The easiest way to write and test complex SQL queries is not the interactive way; instead, write a text file and give it as input to Oracle. This will make SQL run the commands/queries in the file input.sql, and write the output to the file output.sql:

sqlplus / < input.sql > output.sql

You are expected to submit printed input and output files with every exercise. Document your queries well - lines starting with '--' and /* */ blocks are treated as comments in an SQL file.


Basic SQL Queries

All queries are expressed with the select keyword. The basic form is select-from-where which translates to "do a cartesian product of what the from says, the do a selection according to the what the where says, then do a projection to what the select says". All SQL commands are case insensitive (that is, SELECT and select are the same word), and are terminated by a semicolon.

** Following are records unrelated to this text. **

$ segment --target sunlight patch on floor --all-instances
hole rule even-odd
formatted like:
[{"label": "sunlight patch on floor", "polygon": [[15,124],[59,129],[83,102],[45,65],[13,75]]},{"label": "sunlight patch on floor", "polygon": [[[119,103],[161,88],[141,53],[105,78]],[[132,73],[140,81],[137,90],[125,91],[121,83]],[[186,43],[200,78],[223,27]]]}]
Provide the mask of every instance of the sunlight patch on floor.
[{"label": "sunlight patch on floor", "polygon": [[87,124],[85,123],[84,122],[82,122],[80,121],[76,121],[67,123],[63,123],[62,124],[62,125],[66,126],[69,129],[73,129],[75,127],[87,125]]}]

Print the names and subjects of research projects:
select name, subject from research;
Print all fields of the animals table:
select * from animals;
Print all the species of animals we have, but only print each species once:
select distinct species from animals;
Print countries which offer sites with a humid climate:
select distinct country from sites where climate = 'humid';
Print the cartesian product of sites and events:
select * from sites, events;
Print the natural join (except that pid is printed twice) of projects and events:
select * from research, events where research.pid = events.pid;
Print pairs of projects that have the same subject:
select p1.pid, p2.pid from research r1, research r2 where r1.subject = r2.subject;
Print animals and their age:
select aid, 1999 - birthyear from animals;
Print animals and their age. Only print animals older than ten years:
select aid, 1999 - birthyear age from animals where age > 10;


Aggregate Queries

The following queries calculate the average, minimum and maxium sizes of sites:

select avg(size), min(size), max(size) from sites;

These calculate the number of lines in the animals table, the number of lines with non-null species field, and the number of distinct species in the table:

select count(*), count(species), count(distinct species) from animals;

These are called aggregate queries, because they take many values (all sizes) and aggregate (summarize) it to one value (for example, the average).


Not So Basic Predicates

This section discusses things you can do in a where clause. The most basic things are testing for equality using = <> or for ordering using > < >= <= and between. You can also use not, and, or to create complex conditions. Here is a simple example (note that no parentheses are needed):

select * from animals where size >= 100 and not species = 'Whale';
select * from sites where size between 10 and 20 and climate <> 'desert';

The in and not in predicate returns true if a value is in a given set. You can specify the set directly or using a sub-select like here:

select * from sites where country not in ('Japan', 'China', 'Taiwan');
select * from animals where aid in (select parent from children);

The exists and not exists predicates get a table, and return true if and only if the table isn't empty:

select * from sites
where exists (select * from events where sid = sites.sid);

There's no 'forall' predicate, so such queries have to be translated from 'for all x, P(x)' to 'not exists x such that not P(x)'. For example:

select * from animals a1
where not exists (select * from animals a2 where a1.size > a2.size);

Besides in and exists there are also operators that can compare values to a group of other values. These operators are composed of a comparison operator and either the all or any keywords:

select * from animals where size <=all (select size from animals);
select * from animals where size >any (select size from animals);
select sid, name from sites
where climate <>all (select climate from site where county = 'USA');

Another useful keyword is contains, which tests for exactly what its name suggests:

select * from animals a where
(select sid from events where aid = a.aid and pid = 'p1') contains
(select sid from events where aid = a.aid and pid = 'p2');

Sub-selects can be nested as much as you want them to. Most queries can be expressed in more than one way, and the most efficient and readable way should be chosen.